Borrower hereby certifies as follows:
1.Portfolio Statement. Attached hereto is a true, correct and complete copy of the portfolio statement of Borrower from Xxxxx Fargo Securities, LLC for the statement period beginning ____________, _____ and ending on ____________, _____ (the “Determination Date”), which provides for the aggregate market value of all Pledged Securities Collateral as of the Determination Date
2.Value and Rating. Attached hereto is an accurate representation of the market value, and rating of the Pledged Securities Collateral as of the Determination Date.
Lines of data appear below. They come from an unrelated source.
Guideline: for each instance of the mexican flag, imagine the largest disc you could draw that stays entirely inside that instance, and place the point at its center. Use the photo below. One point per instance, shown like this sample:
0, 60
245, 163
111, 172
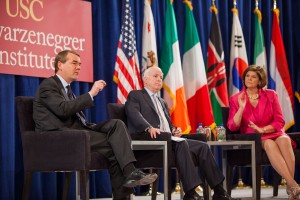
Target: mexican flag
259, 42
170, 64
194, 76
280, 79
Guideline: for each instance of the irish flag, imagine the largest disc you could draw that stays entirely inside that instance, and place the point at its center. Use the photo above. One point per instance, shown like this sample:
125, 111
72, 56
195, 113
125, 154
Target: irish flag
170, 64
259, 42
216, 71
149, 49
238, 55
279, 73
194, 75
(A)The aggregate market value of all Pledged Securities Collateral as of the Determination Date is $_________________ (the “Margin Value”). Such Pledged Securities Collateral satisfies the following requirements: if they are corporate bonds and notes, they shall have a rating of not less than (x) Baa3 (Moody’s) or BBB- (S&P or Fitch) with respect to long-term bonds or notes and (y) P-3 (Moody’s), A-3 (S&P) or F3 (Fitch) with respect to short-term bonds or notes.
(B)As of the Determination Date, the aggregate amount of cash on deposit in that certain deposit account (no. 00000000) maintained by the Borrower with the Lender is equal to $_________________.
(C)Borrowing Base (80% of ((B) + (C))) = $_____________________.